Hi Willy, I probably should have included the equation for that Newtonian cooling we were discussing yesterday, so here it is.

T(t) = T(a) + (T(0) - T(a)) x e^(-k x t)

As usual I should use subscripts, but on the iPad, it's too hard. Read it like this :-

The temperature at time t, T(t) equals the ambient temperature, T(a) plus the difference between the initial temperature, T(0), and T(a), or (T(0)-T(a)), raised to the power of (that ^ symbol), minus k x t.

Now this might need a bit more explanation. That k is a time constant (not thermal conductivity) and t is the elapsed time in the units you choose, seconds, minutes, hours or whatever is convenient. The units are not important, but will affect the value of k in your calculation, as it has units which must be based on the same time units. Also, raising a number to a negative power gives the reciprocal of raising it to a positive power. The symbol, e, is a well known standard mathematical constant, and is the base for natural logarithms, but that is another subject. Your calculator has it, as does any spreadsheet program.

So, using any two coincident time and temperature readings from your cooling readings, you can determine k with a little simple algebra. I used minutes and calculated k = 0.00496, using the times for 138 degrees and 43 degrees. I spent a bit of time looking at the value of k in terms of the insulation conductivity, the convection coefficient, density, surface area and so on, but decided it was more complex than it was worth. Unfortunately k is not totally a constant but to see how much it varies you would need a few more readings in the first 100 degrees of cooling to compare with the value I obtained and also to calculate more values from the last bit of cooling, a great job for a spreadsheet. The formula is a mathematical equation which closely enough follows the same curve as the actual cooling, and does indeed predict infinite time for the boiler to reach ambient temperature.

However, in practice two things happen that mean the temperature is reached sooner. First, even the equation soon predicts that the temperature difference is no longer large enough to be detectable.
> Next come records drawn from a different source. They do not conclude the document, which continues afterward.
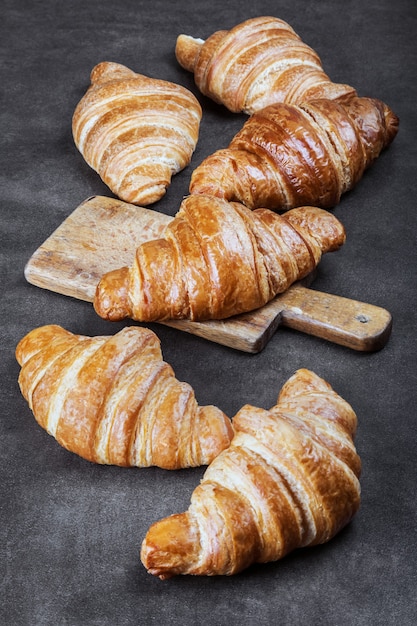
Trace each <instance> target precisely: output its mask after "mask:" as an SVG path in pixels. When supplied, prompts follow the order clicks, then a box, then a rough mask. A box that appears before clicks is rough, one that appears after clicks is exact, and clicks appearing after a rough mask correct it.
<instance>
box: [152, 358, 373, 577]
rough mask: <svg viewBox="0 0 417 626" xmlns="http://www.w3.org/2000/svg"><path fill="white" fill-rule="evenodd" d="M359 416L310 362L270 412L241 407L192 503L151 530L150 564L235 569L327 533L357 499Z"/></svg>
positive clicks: (173, 575)
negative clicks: (332, 442) (353, 438)
mask: <svg viewBox="0 0 417 626" xmlns="http://www.w3.org/2000/svg"><path fill="white" fill-rule="evenodd" d="M317 399H318V400H319V403H320V404H321V405H322V406H321V409H318V404H317ZM310 401H311V402H312V403H313V405H314V406H313V408H312V410H310ZM326 402H329V403H330V405H331V407H330V410H329V411H327V410H326ZM356 422H357V419H356V415H355V413H354V411H353V409H352V407H351V406H350V405H349V404H348V403H347V402H346V401H344V400H343V399H342V398H341V397H340V396H338V395H337V394H336V392H335V391H334V390H333V389H332V388H331V387H330V385H329V384H328V383H326V382H325V381H324V380H323V379H321V378H320V377H318V376H317V375H316V374H314V373H313V372H311V371H309V370H306V369H302V370H298V371H297V372H296V373H295V374H294V375H293V376H292V377H291V378H290V379H289V380H288V381H287V383H286V384H285V385H284V387H283V389H282V392H281V394H280V395H279V397H278V400H277V404H276V406H274V407H273V408H272V409H271V410H270V411H266V410H264V409H260V408H257V407H253V406H249V405H245V406H244V407H242V409H241V410H240V411H239V412H238V413H237V414H236V415H235V417H234V418H233V426H234V430H235V436H234V438H233V440H232V443H231V445H230V446H229V447H228V448H227V449H226V450H224V451H223V452H222V453H221V454H220V455H219V456H218V457H216V459H215V460H214V461H213V462H212V463H211V464H210V465H209V467H208V468H207V469H206V471H205V474H204V476H203V479H202V481H201V483H200V484H199V485H198V486H197V487H196V489H195V490H194V492H193V494H192V496H191V503H190V507H189V509H188V511H186V512H184V513H179V514H174V515H172V516H170V517H167V518H165V519H162V520H161V521H158V522H155V523H154V524H153V525H152V526H151V527H150V529H149V530H148V533H147V535H146V537H145V538H144V540H143V543H142V548H141V560H142V563H143V564H144V566H145V567H146V568H147V570H148V571H149V573H151V574H153V575H155V576H159V577H160V578H162V579H165V578H170V577H171V576H174V575H178V574H193V575H208V576H212V575H231V574H235V573H237V572H240V571H242V570H243V569H244V568H246V567H248V566H249V565H251V564H252V563H263V562H268V561H275V560H278V559H281V558H282V557H284V556H285V555H286V554H288V553H289V552H290V551H292V550H294V549H296V548H300V547H304V546H312V545H317V544H320V543H324V542H327V541H329V540H330V539H331V538H332V537H334V536H335V535H336V534H337V533H338V532H339V531H340V530H341V528H343V527H344V526H345V525H346V524H348V523H349V521H350V520H351V519H352V518H353V516H354V515H355V513H356V512H357V510H358V508H359V505H360V484H359V476H360V470H361V463H360V458H359V456H358V455H357V452H356V450H355V447H354V443H353V437H354V434H355V430H356ZM329 438H330V439H333V444H332V445H331V446H328V441H329ZM347 450H348V451H349V452H348V454H347V453H346V451H347Z"/></svg>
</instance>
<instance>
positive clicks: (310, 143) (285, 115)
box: [189, 97, 399, 211]
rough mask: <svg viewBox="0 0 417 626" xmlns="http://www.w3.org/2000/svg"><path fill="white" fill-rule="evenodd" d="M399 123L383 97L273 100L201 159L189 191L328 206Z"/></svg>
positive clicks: (396, 117) (252, 202) (348, 182)
mask: <svg viewBox="0 0 417 626" xmlns="http://www.w3.org/2000/svg"><path fill="white" fill-rule="evenodd" d="M398 124H399V120H398V117H397V116H396V115H395V114H394V112H393V111H392V110H391V109H390V108H389V107H388V106H387V105H386V104H385V103H383V102H381V101H380V100H376V99H371V98H356V97H354V98H351V99H350V100H349V101H346V102H335V101H332V100H328V99H321V100H311V101H309V102H304V103H302V104H300V105H290V104H284V103H277V104H274V105H271V106H269V107H267V108H265V109H263V110H261V111H259V112H257V113H255V114H254V115H252V116H251V117H250V118H249V119H248V120H247V121H246V123H245V124H244V126H243V128H242V129H241V130H240V131H239V132H238V133H237V134H236V135H235V137H234V138H233V139H232V141H231V142H230V144H229V146H228V148H224V149H221V150H218V151H216V152H214V153H213V154H212V155H210V156H208V157H207V158H206V159H204V160H203V161H202V163H201V164H200V165H199V166H197V167H196V168H195V169H194V171H193V173H192V176H191V181H190V187H189V190H190V193H192V194H202V195H214V196H217V197H219V198H224V199H225V200H228V201H235V202H241V203H243V204H245V205H246V206H247V207H249V208H251V209H253V208H257V207H266V208H269V209H273V210H280V211H284V210H288V209H291V208H294V207H297V206H302V205H305V204H311V205H314V206H318V207H321V208H324V209H329V208H332V207H334V206H335V205H337V204H338V202H339V201H340V198H341V196H342V194H343V193H345V192H346V191H349V190H351V189H353V187H354V186H355V185H356V184H357V183H358V181H359V180H360V179H361V178H362V176H363V173H364V172H365V170H366V169H367V168H369V167H370V166H371V165H372V163H373V162H374V161H375V159H376V158H377V157H378V156H379V154H380V153H381V152H382V150H383V149H385V148H386V147H387V146H389V145H390V143H391V142H392V141H393V139H394V138H395V136H396V134H397V132H398Z"/></svg>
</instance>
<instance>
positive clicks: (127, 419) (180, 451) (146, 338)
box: [16, 325, 233, 469]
You can calculate how long to get to 19 degrees, the smallest temperature you can measure with your instrument above the ambient of 18. Second, and equally important is that particularly when you are talking about cooling times of several hours, the ambient temperature is likely to change, thus moving the cheese so to speak. However the time constant, k is useful in indicating how quickly the cooling is likely to occur, the very low value in this case is caused by the insulation and means a long time to cool. A high value would be found with no insulation and indicate a shorter time to reach equilibrium temperature.
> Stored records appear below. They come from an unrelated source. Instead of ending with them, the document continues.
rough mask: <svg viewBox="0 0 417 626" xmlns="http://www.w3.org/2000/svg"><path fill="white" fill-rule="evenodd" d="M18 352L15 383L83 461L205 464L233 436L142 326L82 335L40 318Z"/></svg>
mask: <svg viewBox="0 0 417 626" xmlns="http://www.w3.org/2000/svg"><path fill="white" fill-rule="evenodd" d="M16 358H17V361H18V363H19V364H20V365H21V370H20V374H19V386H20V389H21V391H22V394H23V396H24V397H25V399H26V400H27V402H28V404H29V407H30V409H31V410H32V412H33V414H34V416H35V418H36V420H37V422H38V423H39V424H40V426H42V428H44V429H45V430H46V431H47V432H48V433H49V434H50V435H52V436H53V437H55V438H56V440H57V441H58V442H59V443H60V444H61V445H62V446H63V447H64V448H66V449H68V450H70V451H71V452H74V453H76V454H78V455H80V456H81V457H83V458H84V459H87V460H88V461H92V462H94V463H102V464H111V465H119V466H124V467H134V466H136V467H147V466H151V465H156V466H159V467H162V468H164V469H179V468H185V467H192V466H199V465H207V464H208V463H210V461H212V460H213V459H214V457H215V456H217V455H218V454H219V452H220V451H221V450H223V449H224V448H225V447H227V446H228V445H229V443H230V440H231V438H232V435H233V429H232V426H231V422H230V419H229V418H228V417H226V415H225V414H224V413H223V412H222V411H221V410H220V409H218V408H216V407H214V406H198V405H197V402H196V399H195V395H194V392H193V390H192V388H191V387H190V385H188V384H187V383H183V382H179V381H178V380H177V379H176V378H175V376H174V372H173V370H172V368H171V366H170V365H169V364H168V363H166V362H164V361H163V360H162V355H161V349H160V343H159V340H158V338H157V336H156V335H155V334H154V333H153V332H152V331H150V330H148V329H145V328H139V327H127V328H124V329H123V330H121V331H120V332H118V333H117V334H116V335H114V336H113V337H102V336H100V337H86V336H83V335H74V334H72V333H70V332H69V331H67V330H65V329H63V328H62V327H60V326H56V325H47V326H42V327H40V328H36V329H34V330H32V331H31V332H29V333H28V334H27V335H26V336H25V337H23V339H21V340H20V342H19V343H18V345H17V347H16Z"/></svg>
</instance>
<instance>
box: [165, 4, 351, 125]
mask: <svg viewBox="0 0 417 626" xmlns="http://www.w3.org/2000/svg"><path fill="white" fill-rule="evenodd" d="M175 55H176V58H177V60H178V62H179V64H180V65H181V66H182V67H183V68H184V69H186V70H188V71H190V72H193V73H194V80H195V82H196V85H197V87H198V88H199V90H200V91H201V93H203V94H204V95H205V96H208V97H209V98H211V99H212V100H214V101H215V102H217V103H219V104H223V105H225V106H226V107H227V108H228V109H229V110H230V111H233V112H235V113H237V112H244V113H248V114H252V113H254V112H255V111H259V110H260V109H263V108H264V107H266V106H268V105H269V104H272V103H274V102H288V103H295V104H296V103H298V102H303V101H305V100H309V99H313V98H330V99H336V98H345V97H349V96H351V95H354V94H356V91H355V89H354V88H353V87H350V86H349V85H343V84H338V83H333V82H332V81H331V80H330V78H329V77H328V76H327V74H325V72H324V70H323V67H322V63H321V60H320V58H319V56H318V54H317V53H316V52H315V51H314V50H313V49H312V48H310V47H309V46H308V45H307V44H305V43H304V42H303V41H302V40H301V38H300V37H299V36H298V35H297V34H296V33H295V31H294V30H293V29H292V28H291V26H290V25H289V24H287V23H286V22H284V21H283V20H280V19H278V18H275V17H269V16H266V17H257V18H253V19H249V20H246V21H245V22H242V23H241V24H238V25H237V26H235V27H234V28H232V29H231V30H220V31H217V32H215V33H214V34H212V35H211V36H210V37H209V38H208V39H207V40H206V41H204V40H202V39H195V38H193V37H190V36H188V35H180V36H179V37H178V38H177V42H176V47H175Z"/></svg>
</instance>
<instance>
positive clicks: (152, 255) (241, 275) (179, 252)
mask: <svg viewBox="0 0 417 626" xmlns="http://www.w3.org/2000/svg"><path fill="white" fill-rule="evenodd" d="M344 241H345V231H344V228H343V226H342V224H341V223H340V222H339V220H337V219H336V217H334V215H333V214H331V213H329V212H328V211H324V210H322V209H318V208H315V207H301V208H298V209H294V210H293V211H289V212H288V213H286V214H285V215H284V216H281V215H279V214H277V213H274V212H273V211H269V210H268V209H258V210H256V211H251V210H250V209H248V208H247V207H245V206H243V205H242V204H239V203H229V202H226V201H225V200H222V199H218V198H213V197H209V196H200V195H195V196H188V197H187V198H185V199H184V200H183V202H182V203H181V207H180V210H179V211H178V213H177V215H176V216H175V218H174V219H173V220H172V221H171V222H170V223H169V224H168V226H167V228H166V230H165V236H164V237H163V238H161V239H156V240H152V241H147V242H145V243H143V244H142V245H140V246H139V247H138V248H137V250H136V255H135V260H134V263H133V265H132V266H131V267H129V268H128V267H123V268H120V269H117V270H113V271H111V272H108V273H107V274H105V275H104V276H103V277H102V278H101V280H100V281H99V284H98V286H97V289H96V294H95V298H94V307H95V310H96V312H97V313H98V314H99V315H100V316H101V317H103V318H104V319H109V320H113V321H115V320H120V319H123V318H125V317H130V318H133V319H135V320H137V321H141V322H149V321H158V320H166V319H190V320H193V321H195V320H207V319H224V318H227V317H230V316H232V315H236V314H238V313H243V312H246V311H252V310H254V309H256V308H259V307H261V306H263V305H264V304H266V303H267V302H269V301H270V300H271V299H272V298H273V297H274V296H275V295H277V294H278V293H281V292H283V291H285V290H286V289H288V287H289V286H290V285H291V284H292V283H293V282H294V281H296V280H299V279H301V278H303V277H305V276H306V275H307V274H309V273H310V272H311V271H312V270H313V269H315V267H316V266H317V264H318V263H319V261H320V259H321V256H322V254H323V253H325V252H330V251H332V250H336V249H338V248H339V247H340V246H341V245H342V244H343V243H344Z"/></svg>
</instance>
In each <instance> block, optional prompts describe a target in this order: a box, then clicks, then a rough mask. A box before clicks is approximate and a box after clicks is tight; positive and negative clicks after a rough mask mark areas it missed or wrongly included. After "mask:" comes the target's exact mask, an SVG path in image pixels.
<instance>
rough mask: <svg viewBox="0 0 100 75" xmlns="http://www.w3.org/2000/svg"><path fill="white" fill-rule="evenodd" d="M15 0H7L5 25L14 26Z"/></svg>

When your steel and amber are in a room long enough to reach room temperature, as you say, they will all be at the same temperature as the room and almost everything else it the room, however your finger is not. Your blood supply is trying to keep the finger up to about 37, though it often does not quite make it in cold weather as we all know. So when you touch anything at 20 degrees, there is heat flow to the object controlled by the contact resistance of your finger, and the conductivity of the object. Your nerves are close to the skin, again every day experience, so your finger can feel itself being cooled by the steel which of course conducts very well. When you touch the amber, your finger is not cooled so much as the amber does not conduct so well. The situation is controlled by the steady state heat flow from your finger which is receiving heat from your blood, to the object you touch.
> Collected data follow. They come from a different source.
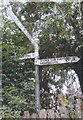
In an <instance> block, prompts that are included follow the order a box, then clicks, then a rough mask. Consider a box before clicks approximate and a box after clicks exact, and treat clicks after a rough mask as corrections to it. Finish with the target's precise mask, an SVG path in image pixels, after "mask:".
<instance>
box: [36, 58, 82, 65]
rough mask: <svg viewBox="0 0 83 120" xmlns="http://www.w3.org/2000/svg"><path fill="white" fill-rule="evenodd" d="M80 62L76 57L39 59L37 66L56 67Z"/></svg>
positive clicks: (77, 58)
mask: <svg viewBox="0 0 83 120" xmlns="http://www.w3.org/2000/svg"><path fill="white" fill-rule="evenodd" d="M79 60H80V59H79V58H78V57H76V56H71V57H70V56H67V57H59V58H48V59H37V60H35V65H54V64H64V63H74V62H78V61H79Z"/></svg>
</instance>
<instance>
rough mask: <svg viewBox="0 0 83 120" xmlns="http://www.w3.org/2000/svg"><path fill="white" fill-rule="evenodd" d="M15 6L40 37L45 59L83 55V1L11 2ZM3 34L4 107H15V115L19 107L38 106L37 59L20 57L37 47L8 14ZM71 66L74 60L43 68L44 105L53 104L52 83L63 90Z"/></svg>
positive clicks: (26, 27) (56, 86)
mask: <svg viewBox="0 0 83 120" xmlns="http://www.w3.org/2000/svg"><path fill="white" fill-rule="evenodd" d="M11 6H12V8H13V11H14V13H15V14H16V15H17V16H18V18H19V19H20V21H21V22H22V24H23V25H24V26H25V27H26V28H27V29H28V31H29V33H30V34H31V35H32V36H33V37H35V36H36V37H38V38H39V40H40V44H39V45H40V51H39V53H40V58H41V59H42V58H52V57H62V56H73V55H78V56H80V52H79V51H80V50H79V49H80V47H81V46H82V45H83V43H82V38H83V35H82V34H81V33H80V30H82V24H83V22H82V19H83V17H82V12H83V11H82V3H81V4H80V5H79V3H74V2H69V3H67V2H62V3H56V2H45V3H42V2H41V3H38V2H26V3H25V4H21V3H13V2H11ZM80 6H81V7H80ZM80 8H81V9H80ZM3 38H4V39H3V43H2V47H3V49H2V50H3V105H4V106H3V107H6V108H8V110H9V108H11V109H10V110H11V113H12V111H13V113H12V115H14V116H15V115H16V114H18V112H17V113H15V111H16V110H17V111H20V110H21V108H25V106H27V108H26V109H29V110H31V111H32V110H34V109H35V108H34V103H35V101H34V94H33V93H34V84H35V79H34V65H33V61H34V60H23V61H20V60H18V58H19V57H20V56H22V55H24V54H26V53H29V52H33V51H34V50H33V47H32V45H31V43H30V42H29V41H28V40H27V38H26V37H25V36H24V34H23V33H22V32H21V31H20V30H19V29H18V28H17V26H16V25H15V24H14V23H12V22H11V21H9V20H8V19H7V18H4V29H3ZM70 67H72V65H71V64H64V65H57V66H56V65H53V66H42V67H40V68H39V69H40V87H41V90H40V92H41V105H42V108H47V107H48V108H50V104H51V100H50V96H52V95H53V93H50V91H51V89H52V88H51V85H54V86H55V88H56V90H57V91H58V93H59V92H60V91H61V90H62V87H63V85H64V83H65V81H67V77H65V76H66V74H67V72H68V71H69V70H70ZM57 77H59V80H57ZM31 91H32V94H31ZM29 93H30V94H29ZM27 94H28V95H27ZM10 101H11V102H10ZM26 104H27V105H26ZM6 108H4V109H6ZM4 114H5V113H4ZM7 115H8V114H7Z"/></svg>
The thermocouple is quite different as there is no heat source. Heat only flows from the hot object it is placed against until the thermocouple reaches the temperature of the object it is touching. So that time constant does determine the time it takes the thermocouple to reach the temperature of the object, when the zeroth law of thermodynamics says there is no further heat flow.

There is a new one for you. It really is called that. While it was only clearly put into words after the first and second laws, logically it is necessary to have this one before you can properly deduce the others. And it cannot be deduced from other laws. Definitely still thermodynamics. If you put some insulation outside the thermocouple so there is minimal loss to the outside air, and use it to hold the junction, or the sheath in the case of your instrument, in close contact with the object you want to measure, you will get both better accuracy and a quicker response to temperature changes. Oh, and wrap the wires (or the part of the sheath, in contact with the air with some insulating material to minimise heat flow along the wires. This dependence on conduction to make the temperatures equal is the reason temperature measurement always has a slower response than pressure.

It looks like consideration of engines will have to wait for another day,

Thanks for looking in,

MJM460